«Credo che il tema dell’educazione alla sessualità sia assolutamente rilevante e meritevole di attenzione, nella mia scuola però non l’ho ancora proposto perché è un argomento delicato e le indicazioni che provengono dal ministero dell’Istruzione non sono particolarmente favorevoli”. Gianluca Dradi – per molti noto come il “preside dei diritti” perché diede il via libera al congedo mestruale per le studentesse, istituì la carriera alias e creò una nursery a scuola per consentire a un alunna neo mamma di frequentare le lezioni – dirige ora il liceo artistico e musicale di Ravenna. E ha appena letto le novità proposte in Cdm dal ministro Valditara.
Per l’educazione sessuale servirà il via libera dei genitori. Cosa ne pensa?
“Credo che il fatto che si richieda un consenso preventivo da parte delle famiglie e cioè di tutti i genitori di tutti gli alunni di fatto ostacoli lo svolgimento di attività di educazione sessuale e affettiva a scuola”.
Lede, come sostengono opposizioni e associazioni, l’autonomia scolastica e la libertà d’insegnamento?
“Quell’autonomia è stata riconosciuta dalle Sezioni unite della Cassazione, il massimo organo della giurisdizione italiana, che in una sentenza del 2019 stabilisce che l’educazione scolastica può entrare in conflitto con gli indirizzi educativi adottati dalla famiglia e con le loro impostazioni culturali, perché sono due ambiti distinti e la scuola può svolgere la sua funzione senza bisogno del consenso dei genitori. L’attuale ministero auspicherebbe invece una coincidenza tra i due indirizzi, una posizione certamente legittima, ma che ostacola l’operatività di iniziative come l’educazione sessuo-affettiva”.
Perché l’educazione sessuale resta un tabù?
“È una questione di impostazione culturale. I partiti al governo ritengono che il tema dell’educazione sia monopolio della famiglia, anche se così, oltre a fare un passo indietro rispetto alla giurisprudenza, si rischia di escludere proprio quei ragazzi che vengono da contesti in cui le discussioni sul proprio corpo, le relazioni, la sessualità incontrano difficoltà e resistenze. Per accedere allo sportello psicologico nelle scuole è previsto il consenso informato dei genitori, ma in questo caso la ragione sta nel fatto che siamo sulla soglia o già dentro un trattamento terapeutico. Mentre per l’educazione sessuo-affettiva si tratta di una scelta didattica e dunque non dovrebbe essere necessario”.

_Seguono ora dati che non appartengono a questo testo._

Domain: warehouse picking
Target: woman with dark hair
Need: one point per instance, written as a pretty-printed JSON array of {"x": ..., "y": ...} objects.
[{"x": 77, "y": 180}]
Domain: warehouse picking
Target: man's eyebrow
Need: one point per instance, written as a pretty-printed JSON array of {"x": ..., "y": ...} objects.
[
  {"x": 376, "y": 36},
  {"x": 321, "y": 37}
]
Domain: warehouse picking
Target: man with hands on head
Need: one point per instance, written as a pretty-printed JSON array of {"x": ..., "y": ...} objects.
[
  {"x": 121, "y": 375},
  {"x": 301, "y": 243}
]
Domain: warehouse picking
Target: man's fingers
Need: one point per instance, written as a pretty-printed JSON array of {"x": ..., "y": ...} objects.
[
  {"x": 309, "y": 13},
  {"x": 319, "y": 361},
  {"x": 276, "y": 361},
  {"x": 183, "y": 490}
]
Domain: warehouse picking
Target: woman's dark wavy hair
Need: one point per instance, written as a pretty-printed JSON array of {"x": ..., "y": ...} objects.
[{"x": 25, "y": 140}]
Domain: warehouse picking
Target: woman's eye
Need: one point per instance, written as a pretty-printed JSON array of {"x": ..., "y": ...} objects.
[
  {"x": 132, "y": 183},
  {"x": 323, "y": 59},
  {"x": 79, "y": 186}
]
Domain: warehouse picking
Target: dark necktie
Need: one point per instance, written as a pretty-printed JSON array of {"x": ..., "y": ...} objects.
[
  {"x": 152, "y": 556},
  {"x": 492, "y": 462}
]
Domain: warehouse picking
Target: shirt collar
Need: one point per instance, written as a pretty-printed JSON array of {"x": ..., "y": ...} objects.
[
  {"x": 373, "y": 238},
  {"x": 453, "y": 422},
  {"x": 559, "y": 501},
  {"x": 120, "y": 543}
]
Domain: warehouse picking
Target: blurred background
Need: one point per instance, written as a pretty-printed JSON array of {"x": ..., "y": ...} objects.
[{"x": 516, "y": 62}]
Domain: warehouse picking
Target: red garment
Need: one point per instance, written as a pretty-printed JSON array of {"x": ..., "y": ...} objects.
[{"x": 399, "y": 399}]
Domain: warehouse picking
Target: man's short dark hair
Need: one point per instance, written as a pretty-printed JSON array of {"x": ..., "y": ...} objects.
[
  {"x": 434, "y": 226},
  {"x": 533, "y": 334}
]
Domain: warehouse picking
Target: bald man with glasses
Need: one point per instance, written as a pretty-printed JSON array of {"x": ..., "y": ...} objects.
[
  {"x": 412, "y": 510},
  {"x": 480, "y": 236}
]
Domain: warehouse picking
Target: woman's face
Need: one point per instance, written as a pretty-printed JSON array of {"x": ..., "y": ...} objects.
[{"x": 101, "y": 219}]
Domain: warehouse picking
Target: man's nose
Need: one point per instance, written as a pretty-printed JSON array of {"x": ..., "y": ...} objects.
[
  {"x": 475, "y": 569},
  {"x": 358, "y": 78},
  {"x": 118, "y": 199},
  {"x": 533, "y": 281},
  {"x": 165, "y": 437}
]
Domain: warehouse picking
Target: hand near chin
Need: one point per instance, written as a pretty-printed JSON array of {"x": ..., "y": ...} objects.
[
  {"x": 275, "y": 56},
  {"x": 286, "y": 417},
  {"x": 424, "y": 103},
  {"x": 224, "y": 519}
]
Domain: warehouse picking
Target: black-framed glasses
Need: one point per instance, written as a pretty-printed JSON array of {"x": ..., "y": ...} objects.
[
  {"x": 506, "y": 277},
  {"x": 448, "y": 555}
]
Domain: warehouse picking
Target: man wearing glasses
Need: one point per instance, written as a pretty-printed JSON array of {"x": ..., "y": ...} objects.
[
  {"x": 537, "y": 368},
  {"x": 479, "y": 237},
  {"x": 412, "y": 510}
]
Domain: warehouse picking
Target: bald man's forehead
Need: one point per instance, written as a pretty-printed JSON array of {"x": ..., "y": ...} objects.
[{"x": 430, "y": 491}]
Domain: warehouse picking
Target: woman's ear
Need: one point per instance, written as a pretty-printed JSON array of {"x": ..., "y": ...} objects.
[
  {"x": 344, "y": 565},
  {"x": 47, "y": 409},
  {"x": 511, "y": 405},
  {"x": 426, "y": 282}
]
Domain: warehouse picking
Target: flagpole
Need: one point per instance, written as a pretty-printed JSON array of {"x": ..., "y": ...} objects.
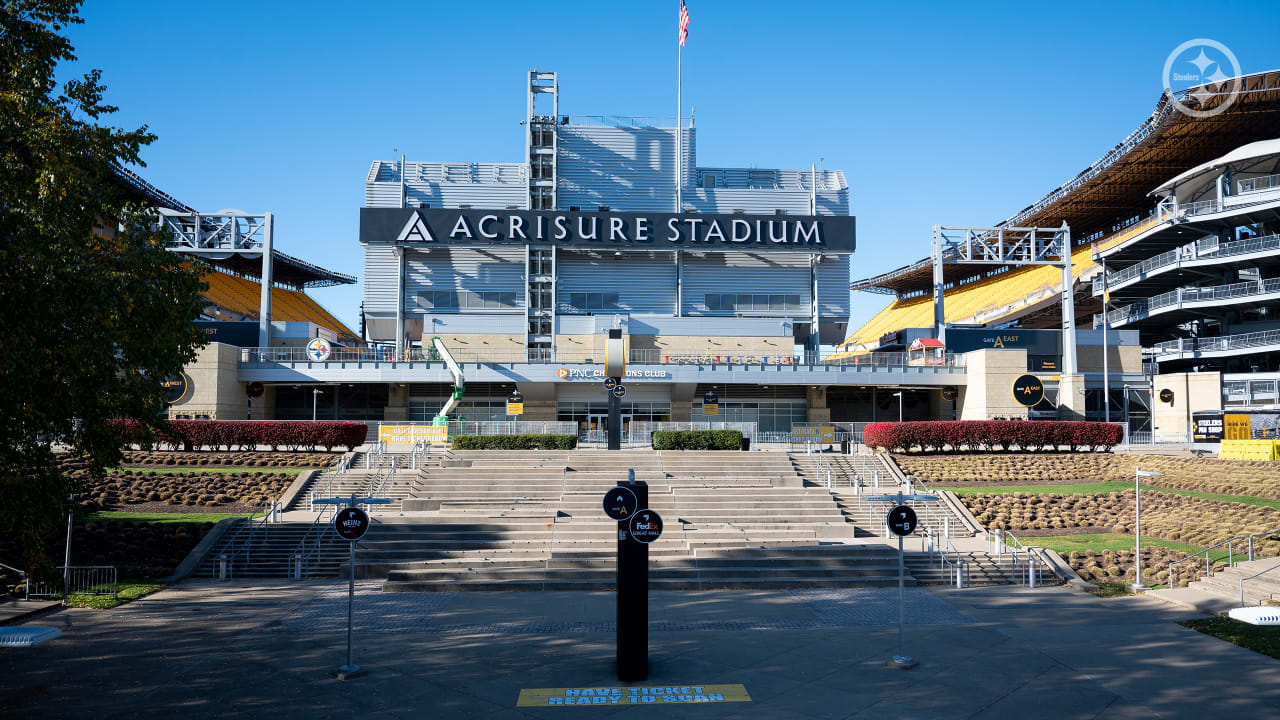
[
  {"x": 1106, "y": 373},
  {"x": 680, "y": 67}
]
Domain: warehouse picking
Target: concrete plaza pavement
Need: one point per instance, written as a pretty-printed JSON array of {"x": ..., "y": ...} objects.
[{"x": 236, "y": 650}]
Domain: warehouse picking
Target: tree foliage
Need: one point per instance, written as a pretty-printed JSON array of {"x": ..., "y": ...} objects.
[{"x": 94, "y": 310}]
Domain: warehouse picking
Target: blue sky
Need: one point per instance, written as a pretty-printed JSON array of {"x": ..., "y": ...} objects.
[{"x": 937, "y": 113}]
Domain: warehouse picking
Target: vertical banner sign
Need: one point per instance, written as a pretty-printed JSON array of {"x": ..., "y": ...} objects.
[{"x": 711, "y": 404}]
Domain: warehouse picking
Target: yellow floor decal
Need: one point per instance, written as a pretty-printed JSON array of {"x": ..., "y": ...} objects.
[{"x": 558, "y": 697}]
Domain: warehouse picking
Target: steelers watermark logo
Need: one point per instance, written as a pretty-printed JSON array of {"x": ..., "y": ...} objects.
[{"x": 1201, "y": 77}]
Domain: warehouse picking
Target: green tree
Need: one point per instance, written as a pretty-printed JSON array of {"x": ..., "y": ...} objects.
[{"x": 94, "y": 310}]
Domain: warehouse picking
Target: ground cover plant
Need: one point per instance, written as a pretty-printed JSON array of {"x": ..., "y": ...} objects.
[
  {"x": 1252, "y": 478},
  {"x": 150, "y": 491},
  {"x": 534, "y": 441},
  {"x": 137, "y": 550},
  {"x": 1164, "y": 515},
  {"x": 1258, "y": 638},
  {"x": 969, "y": 436},
  {"x": 242, "y": 459}
]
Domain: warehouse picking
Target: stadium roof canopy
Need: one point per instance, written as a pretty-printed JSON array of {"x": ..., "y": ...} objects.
[
  {"x": 287, "y": 269},
  {"x": 1115, "y": 188}
]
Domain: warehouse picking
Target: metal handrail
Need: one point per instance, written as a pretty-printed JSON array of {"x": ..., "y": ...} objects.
[
  {"x": 1217, "y": 343},
  {"x": 1230, "y": 554},
  {"x": 1034, "y": 564},
  {"x": 309, "y": 547},
  {"x": 243, "y": 538},
  {"x": 1249, "y": 578}
]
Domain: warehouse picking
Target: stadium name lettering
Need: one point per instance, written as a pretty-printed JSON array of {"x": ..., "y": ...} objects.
[
  {"x": 691, "y": 231},
  {"x": 584, "y": 228}
]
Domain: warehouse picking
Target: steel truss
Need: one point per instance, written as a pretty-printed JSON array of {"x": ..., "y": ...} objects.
[
  {"x": 218, "y": 236},
  {"x": 1006, "y": 246}
]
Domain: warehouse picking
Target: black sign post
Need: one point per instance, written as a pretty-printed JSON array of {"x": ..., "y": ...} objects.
[
  {"x": 1028, "y": 391},
  {"x": 351, "y": 523},
  {"x": 901, "y": 520},
  {"x": 635, "y": 532}
]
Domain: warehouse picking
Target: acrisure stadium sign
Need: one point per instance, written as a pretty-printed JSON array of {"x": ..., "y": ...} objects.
[{"x": 606, "y": 231}]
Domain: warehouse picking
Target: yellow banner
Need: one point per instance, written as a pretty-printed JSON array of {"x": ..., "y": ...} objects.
[
  {"x": 686, "y": 695},
  {"x": 408, "y": 434},
  {"x": 1235, "y": 425},
  {"x": 813, "y": 433}
]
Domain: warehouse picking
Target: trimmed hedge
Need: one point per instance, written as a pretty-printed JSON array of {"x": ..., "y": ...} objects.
[
  {"x": 698, "y": 440},
  {"x": 246, "y": 434},
  {"x": 960, "y": 436},
  {"x": 533, "y": 441}
]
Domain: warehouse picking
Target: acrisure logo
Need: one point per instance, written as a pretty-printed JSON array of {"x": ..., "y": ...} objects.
[{"x": 1208, "y": 71}]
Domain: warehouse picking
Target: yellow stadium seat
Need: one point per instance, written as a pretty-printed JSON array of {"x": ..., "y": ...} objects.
[
  {"x": 243, "y": 296},
  {"x": 993, "y": 299}
]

Accanto al sesso nomina sempre l’aspetto affettivo. Perché crede che siano inscindibili e necessarie?
“Perché credo che l’educazione non debba limitarsi alla sessualità in senso stretto, ma affrontare il tema di come si intrattiene un rapporto affettivo nel rispetto delle differenze di genere. Riuscire a riflettere su questo significa aiutare gli adolescenti a riconoscere le proprie emozioni ed esprimerle in parola prima che in atti, mediando l’impulsività con la razionalità e riuscendo a controllare quel che provano. E’ questo il problema che hanno i ragazzi e che necessita di momenti di riflessione”.